O presidente do instituto, Adriano Zanotto, viajou à Brasília e volta nessa sexta-feira para encaminhar o material ao presidente da Assembleia, Gelson Merísio.
O deputado, que tem pressa, queria os dados para ontem, mas ampliou o prazo para no máximo hoje. “Não vou aceitar ficar esperando, amanhã (hoje) é o prazo final. Acredito que vou receber o material, mas se não receber vou tomar as providência cabíveis para ter acesso”. Depois que a documentação for analisada será uma questão de tempo até a Assembleia fazer os cortes nos benefícios.
O Iprev, que montou uma força tarefa para terminar o material, passou a madrugada de quinta-feira em cima do trabalho. O relatório que será enviado à Assembleia envolve uma série de documentos como os atestados da época da aposentadoria, bem como os laudos atuais que a Junta Médica entregou. Os dados são dos 207 casos, incluindo os regulares. Além destes casos há quatro estão no TCE aguardando homologação. Na quarta-feira, Merísio e Zanotto entraram em rota de colisão. Enquanto Merísio cobrava o material para ontem, Zanotto projetava o envio para os próximos dias.


Inválidos podem ter que devolver R$ 500 mil ao fisco

Algo em torno de R$ 500 mil é o valor que o aposentado por invalidez da Assembleia Legislativa, com salário médio de R$ 15 mil, terá de devolver à Receita Federal se tiver irregularidade comprovada pelo Iprev (Instituto de Previdência de Santa Catarina). A estimativa é da própria Receita Federal, somando multa de 150% sobre o valor, mais cerca de 50% de juros em cima dos 13 salários.

A maior parte dos inválidos têm isenção de imposto por causa das doenças constatadas nos laudos aprovados pelas juntas médicas do parlamento. A Receita Federal, que pretende cobrar o que deixou de ser pago nos últimos cinco anos, aguarda o fim do processo administrativo instaurado pelo Iprev (Instituto de Previdência de Santa Catarina). A apuração irá comprovar ou não as irregularidades nos 109 casos suspeitos.

“Já tem gente aposentada há 29 anos e deixou de pagar imposto. É uma pena, mas cinco anos já dá um valor expressivo”, disse o delegado da RF em Florianópolis, Luiz Augusto Gonçalves.
Dos 95 servidores aposentados nos anos de 1982 e 2003, aqueles em que há mais indícios de irregularidades, 90 não pagam o tributo. O processo administrativo deve durar cerca de 60 dias e o Iprev já organizou as sindicâncias que irão fazer a investigação.

Conselho Regional de Medicina deve apurar indícios de irregularidades cometidas por médicos

O CRM (Conselho Regional de Medicina) também aguarda os dados detalhados do Iprev para poder abrir procedimento administrativo e apurar os indícios de irregularidades cometidas por médicos. O presidente do conselho, Ricardo Polli, está em viagem e não foi localizado para comentar o assunto, mas a assessoria de imprensa informou que o órgão está monitorando o caso. Feito a denúncia, o conselho pode abrir processo ético profissional e o médico pode sofrer desde advertência até cassação do registro profissional.

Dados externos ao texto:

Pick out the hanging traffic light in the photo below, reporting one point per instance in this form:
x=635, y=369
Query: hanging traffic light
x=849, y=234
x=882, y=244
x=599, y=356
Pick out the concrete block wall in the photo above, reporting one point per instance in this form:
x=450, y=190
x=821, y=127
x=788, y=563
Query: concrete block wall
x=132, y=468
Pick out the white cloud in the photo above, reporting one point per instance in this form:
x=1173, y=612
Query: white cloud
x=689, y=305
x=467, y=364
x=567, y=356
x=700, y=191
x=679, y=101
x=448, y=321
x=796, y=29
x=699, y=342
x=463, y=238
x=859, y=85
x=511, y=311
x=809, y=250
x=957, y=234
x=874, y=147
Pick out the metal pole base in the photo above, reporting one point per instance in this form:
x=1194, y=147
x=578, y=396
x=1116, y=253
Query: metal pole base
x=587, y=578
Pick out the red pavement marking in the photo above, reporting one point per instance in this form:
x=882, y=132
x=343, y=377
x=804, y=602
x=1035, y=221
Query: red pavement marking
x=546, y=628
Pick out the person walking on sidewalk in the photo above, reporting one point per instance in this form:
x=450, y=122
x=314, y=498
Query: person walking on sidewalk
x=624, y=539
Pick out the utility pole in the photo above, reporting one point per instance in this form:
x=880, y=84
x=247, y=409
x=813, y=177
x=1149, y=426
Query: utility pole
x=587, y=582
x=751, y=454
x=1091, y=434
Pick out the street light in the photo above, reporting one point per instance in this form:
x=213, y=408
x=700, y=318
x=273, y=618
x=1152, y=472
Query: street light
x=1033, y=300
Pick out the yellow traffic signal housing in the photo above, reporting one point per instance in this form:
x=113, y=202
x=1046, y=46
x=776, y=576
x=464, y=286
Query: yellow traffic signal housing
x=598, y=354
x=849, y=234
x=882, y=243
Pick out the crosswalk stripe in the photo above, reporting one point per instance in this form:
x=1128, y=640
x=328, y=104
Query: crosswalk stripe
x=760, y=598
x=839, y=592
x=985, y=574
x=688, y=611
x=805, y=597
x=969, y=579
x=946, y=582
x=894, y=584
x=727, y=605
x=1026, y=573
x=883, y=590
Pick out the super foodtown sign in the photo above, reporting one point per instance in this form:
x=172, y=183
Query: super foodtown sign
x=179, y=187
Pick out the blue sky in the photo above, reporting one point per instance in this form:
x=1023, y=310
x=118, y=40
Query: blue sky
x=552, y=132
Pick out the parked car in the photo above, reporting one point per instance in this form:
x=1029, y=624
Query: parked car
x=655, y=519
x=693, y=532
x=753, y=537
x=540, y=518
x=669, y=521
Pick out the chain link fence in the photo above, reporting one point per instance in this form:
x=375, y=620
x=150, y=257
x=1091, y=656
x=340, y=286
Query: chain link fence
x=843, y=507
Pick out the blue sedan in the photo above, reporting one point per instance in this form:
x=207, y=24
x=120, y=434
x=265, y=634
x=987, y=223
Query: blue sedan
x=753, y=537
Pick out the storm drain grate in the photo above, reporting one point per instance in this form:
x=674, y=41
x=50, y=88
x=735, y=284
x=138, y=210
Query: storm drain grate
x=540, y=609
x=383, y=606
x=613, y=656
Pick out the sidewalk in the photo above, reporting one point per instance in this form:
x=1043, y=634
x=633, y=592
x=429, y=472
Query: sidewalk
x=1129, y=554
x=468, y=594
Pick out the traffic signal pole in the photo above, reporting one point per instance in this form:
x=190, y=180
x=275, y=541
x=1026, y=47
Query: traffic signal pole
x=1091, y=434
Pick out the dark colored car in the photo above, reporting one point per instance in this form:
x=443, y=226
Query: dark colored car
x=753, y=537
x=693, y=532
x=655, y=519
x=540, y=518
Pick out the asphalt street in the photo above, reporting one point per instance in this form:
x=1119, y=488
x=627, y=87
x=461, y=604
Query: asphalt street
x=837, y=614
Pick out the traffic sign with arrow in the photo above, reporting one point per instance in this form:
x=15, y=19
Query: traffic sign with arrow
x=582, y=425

Divulgado na segunda-feira pelo Instituto de Previdência de Santa Catarina, o relatório da Junta Médica do Estado apontou suspeitas de falsidade ideológica. Havia cinco assinaturas diferentes do mesmo médico nos atestados.  Outro indício foi aposentadoria fundamentada em apenas um atestado médico emitido por médico não especialista na área da patologia. Por exemplo: oftalmologista emitindo atestado sobre cardiopatia. 

As suspeitas de irregularidades ainda apontaram questões como: o mesmo médico que atesta a existência da doença que fundamenta a concessão da aposentadoria participou da junta médica que atestou e concedeu a aposentadoria por invalidez.